7-40 Challenge | Round 5 Day 5
An AI tool will do almost anything you ask it to. For a while I treated that as the whole point — like the win was the capability. Look how much I can produce now. Look how fast.
But something strange happens when capacity stops being the bottleneck. It exposes the question that was hiding underneath it, and the question turns out to be harder: not can I do this, but is this worth doing at all.
For most of history, “I don’t have the time, the skill, the resources” was a real answer. It was also a hiding place. You could want to do something and be honestly, legitimately unable — and the wanting never had to be tested. AI takes that excuse away. When the tool can draft and edit and organize and produce, when the capacity is just there for the asking, the only thing left standing between you and the work is whether you actually have something you’re trying to do.

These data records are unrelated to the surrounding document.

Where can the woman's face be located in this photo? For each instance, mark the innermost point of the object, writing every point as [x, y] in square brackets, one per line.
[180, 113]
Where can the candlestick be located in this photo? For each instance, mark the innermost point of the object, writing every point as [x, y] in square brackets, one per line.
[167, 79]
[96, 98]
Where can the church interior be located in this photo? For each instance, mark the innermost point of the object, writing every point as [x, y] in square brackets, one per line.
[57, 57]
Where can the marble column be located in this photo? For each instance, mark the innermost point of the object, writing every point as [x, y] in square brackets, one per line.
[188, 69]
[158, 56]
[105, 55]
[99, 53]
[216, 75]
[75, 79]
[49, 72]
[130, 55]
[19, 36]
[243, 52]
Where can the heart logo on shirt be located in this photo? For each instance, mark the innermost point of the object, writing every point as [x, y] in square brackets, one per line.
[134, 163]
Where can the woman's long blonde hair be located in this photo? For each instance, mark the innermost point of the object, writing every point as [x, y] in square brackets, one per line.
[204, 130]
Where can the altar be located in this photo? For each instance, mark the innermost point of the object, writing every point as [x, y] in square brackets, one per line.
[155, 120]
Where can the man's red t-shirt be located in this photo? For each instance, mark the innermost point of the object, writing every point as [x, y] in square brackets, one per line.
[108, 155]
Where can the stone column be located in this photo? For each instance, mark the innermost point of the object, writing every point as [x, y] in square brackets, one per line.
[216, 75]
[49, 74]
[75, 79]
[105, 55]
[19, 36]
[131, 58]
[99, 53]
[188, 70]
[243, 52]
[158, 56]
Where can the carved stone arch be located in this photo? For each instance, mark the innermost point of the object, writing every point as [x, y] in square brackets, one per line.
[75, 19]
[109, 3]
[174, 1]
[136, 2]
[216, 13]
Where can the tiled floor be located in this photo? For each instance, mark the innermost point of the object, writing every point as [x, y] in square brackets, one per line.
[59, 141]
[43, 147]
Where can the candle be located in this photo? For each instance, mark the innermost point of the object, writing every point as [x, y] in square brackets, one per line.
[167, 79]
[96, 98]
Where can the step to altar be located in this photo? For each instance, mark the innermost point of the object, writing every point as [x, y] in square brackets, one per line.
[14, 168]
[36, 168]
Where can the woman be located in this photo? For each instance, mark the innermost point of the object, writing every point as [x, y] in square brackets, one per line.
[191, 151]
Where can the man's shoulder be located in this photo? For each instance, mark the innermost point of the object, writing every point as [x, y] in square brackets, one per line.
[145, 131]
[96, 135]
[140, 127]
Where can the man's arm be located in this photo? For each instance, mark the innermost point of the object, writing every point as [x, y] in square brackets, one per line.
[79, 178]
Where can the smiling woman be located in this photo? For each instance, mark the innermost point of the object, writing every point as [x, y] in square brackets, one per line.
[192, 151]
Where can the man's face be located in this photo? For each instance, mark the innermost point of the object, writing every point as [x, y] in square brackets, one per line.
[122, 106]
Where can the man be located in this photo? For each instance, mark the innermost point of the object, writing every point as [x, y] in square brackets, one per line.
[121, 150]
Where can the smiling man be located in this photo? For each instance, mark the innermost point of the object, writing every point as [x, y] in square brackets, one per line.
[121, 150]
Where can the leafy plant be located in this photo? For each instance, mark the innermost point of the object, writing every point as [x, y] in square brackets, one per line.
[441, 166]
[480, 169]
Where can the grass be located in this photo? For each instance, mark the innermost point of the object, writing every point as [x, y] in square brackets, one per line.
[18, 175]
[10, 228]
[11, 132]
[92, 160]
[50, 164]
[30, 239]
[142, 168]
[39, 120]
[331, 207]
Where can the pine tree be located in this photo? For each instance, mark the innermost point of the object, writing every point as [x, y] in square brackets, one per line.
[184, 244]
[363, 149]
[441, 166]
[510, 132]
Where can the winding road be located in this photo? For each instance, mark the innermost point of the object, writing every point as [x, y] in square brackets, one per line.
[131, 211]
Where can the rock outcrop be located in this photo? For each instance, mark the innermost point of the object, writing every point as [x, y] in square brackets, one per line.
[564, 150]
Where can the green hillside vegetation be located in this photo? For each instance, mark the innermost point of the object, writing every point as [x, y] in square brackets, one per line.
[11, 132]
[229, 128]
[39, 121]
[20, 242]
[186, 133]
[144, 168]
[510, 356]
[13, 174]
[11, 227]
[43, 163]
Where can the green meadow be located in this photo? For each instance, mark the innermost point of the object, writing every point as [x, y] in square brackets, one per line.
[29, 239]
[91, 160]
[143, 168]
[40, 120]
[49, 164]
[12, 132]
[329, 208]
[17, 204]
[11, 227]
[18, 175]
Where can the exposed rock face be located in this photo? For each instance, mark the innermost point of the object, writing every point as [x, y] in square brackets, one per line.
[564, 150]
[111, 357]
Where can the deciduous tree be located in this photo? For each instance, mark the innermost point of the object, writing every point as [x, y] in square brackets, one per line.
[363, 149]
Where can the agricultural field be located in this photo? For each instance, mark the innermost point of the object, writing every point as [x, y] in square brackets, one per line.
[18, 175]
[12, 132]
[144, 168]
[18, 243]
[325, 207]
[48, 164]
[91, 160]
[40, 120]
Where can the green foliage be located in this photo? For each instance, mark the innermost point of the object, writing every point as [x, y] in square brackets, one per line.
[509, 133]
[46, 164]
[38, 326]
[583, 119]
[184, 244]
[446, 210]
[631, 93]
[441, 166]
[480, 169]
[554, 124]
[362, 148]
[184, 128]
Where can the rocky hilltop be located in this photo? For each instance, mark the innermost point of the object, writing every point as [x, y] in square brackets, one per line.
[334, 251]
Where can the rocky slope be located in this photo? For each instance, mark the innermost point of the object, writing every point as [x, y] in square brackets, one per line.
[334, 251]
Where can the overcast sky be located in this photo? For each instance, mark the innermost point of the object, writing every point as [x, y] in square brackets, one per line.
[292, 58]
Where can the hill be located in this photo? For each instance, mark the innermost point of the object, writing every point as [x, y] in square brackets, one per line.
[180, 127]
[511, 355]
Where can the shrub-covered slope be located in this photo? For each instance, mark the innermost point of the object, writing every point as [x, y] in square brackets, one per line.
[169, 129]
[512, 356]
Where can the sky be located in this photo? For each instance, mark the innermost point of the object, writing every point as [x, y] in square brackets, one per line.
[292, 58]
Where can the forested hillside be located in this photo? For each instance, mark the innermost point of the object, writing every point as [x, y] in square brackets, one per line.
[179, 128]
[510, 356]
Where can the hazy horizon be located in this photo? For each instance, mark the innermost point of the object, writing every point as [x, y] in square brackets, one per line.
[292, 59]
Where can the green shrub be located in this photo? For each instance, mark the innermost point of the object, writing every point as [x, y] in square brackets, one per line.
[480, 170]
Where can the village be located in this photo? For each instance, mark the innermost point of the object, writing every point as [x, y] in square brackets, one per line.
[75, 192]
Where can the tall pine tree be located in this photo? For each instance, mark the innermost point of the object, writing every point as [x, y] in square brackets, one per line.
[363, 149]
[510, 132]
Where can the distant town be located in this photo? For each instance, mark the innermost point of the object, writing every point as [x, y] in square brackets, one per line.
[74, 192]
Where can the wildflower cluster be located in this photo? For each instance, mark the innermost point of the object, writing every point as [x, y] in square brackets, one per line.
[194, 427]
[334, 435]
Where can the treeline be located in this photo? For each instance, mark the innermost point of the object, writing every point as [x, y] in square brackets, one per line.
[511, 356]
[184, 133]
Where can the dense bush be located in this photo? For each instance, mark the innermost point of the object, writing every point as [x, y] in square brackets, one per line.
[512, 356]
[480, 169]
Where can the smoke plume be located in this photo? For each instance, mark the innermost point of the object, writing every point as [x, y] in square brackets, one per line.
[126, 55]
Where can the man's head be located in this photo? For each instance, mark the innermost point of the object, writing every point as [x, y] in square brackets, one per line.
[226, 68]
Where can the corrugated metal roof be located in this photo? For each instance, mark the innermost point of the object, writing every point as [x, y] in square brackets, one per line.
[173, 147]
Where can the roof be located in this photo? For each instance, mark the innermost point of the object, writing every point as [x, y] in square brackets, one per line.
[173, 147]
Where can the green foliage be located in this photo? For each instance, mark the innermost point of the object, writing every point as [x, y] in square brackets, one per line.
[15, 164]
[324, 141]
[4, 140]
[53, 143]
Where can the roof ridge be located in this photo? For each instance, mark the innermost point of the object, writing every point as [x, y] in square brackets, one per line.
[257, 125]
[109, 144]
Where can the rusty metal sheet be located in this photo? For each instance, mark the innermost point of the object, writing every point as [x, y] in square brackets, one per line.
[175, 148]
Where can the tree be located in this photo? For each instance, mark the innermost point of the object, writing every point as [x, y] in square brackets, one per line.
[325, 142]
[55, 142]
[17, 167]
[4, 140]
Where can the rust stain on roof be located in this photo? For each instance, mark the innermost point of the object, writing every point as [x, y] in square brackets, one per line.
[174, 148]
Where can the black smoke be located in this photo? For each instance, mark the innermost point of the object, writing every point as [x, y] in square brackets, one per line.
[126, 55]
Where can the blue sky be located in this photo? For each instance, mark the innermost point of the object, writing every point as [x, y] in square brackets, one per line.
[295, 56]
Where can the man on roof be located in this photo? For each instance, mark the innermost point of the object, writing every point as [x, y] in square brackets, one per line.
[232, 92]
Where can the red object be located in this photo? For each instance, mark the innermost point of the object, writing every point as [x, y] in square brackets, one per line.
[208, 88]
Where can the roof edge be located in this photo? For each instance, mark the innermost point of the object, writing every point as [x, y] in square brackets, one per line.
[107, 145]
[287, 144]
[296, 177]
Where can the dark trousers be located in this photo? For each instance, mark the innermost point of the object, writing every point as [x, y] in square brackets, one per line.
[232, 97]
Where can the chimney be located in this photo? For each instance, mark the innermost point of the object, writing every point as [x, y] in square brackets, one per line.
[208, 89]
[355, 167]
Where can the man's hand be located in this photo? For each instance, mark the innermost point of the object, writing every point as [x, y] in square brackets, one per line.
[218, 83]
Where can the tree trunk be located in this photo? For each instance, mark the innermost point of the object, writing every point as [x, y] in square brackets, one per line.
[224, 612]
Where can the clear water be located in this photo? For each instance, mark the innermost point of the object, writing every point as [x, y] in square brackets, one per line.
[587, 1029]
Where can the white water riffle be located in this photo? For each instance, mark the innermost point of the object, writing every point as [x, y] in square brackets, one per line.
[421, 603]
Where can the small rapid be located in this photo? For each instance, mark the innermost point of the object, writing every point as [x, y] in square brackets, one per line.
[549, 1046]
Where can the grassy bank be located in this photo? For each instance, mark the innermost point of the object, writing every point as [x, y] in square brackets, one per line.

That’s where I think a lot of people are going to get stuck. Not because they can’t run the tool. Because they never worked out what they’d point it at. Hand someone all that capacity and no direction, and it becomes an expensive toy — something to kill an afternoon with, to research nothing in particular, to make a little noise.
I know what I’m for. I’m here to honor God with what I do, to love and take care of my family, to do work that’s worth something, and to leave the people around me better than I found them. That isn’t a slogan I keep on a shelf. It’s the thing that tells the tool where to aim.
The capability will never hand you that. It was never supposed to. It only amplifies what’s already there — and if nothing’s there, it amplifies the nothing.